I whispered, 'I am too young,'
And then, 'I am old enough';
Wherefore I threw a penny
To find out if I might love.
'Go and love, go and love, young man,
If the lady be young and fair.'
Ah, penny, brown penny, brown penny,
I am looped in the loops of her hair.

O love is the crooked thing,
There is nobody wise enough
To find out all that is in it,
For he would be thinking of love
Till the stars had run away
And the shadows eaten the moon.
Ah, penny, brown penny, brown penny,
One cannot begin it too soon.
Lucky Irishman that I am, I love my wife (and she-of-the-clover loves me).
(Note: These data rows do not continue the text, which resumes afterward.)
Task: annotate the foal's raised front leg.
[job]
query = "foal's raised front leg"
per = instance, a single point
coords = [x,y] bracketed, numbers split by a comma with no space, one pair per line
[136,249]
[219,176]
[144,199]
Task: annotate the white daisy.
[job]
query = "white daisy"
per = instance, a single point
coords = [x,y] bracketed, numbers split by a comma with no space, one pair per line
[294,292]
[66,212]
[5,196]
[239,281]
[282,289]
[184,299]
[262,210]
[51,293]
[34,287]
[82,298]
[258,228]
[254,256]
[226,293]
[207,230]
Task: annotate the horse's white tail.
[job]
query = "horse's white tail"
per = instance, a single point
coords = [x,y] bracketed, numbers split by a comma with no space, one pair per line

Update: here's something found online at MEaning of WB YEats Brown penny

Yeats is one of the most important English language poets of the late 19th and early 20th centuries, and yet he is not typical of the period. Most poets in the language were moving toward free verse, but Yeats took a very traditionalist view of how poetry ought to be learned. The tradition of the ancient Irish was that to be a bard, a singer of verse, one had first to master all of the verse forms known to bards, and go into the wild places, living from hand to mouth, exposed to elements, to truly feel nature and to compose from one's feelings.
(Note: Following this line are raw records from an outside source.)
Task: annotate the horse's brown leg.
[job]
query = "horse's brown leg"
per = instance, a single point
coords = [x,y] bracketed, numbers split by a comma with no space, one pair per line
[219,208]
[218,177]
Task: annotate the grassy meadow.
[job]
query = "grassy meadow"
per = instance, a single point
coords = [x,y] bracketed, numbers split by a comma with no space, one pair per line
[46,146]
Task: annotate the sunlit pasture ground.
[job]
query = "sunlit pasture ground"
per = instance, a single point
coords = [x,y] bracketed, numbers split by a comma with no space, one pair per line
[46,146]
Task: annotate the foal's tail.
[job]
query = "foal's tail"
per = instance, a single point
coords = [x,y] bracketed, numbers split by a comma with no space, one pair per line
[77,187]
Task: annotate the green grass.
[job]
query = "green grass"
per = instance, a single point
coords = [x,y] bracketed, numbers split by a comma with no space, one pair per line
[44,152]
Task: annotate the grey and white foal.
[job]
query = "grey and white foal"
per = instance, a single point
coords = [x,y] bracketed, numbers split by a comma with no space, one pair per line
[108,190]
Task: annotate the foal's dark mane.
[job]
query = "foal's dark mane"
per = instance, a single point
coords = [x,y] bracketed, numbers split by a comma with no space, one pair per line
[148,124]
Yeats grew up in a wildly beautiful part of the Island, in County Mayo, and rambled there and in County Sligo. At one time, as a young man, he did ramble about the countryside in all weather, composing verse aloud as he sat beneath the dripping bush.
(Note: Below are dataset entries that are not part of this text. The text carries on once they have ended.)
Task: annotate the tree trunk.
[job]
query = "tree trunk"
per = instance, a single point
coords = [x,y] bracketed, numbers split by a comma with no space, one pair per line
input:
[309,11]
Brown Penny is not the work of the young Yeats, however--he wrote it in middle age. But as he grew older, he wrote more austere, more sparse verse, and became even more dedicated to verse form and traditional rhyming. In that respect, he moved farther from the poets of his generation.

Brown Penny is about love, and the welter of emotions which it engenders in the young man's heart. Joy, dismay, fear, wonder, doubt--and he has woven all of those into this brief poem. The old penny of the United Kingdom was a large brown coin, and had symbolic meaning to the common folk. One of those meanings was love, that love was something priceless, to which no mere material value could be attached. Although not understood today, that symbolism survives in the expression "a penny for your thoughts," which originally was used to indicate to the person spoken to that deep emotion motivated the question.

Brown Penny should be viewed as a song more than a poem, and a whirling dance of a song at that. Imagine the poet so immersed in his love and the conflicting emotional responses to which it gives rise, whirling in a dance, a reel, in which he is "looped" in the hair of his lover, both literally and fiburatively, and wrapped ever more securely in the emotions which have gripped him. If you can, sing the poem to yourself, and think of the twirling Irish dance known as the reel. It is quite a marvelous work of poetry, and very much in the ancient Irish spirit of acheiving freedom within the bounds of form.
That seems pretty much to the point.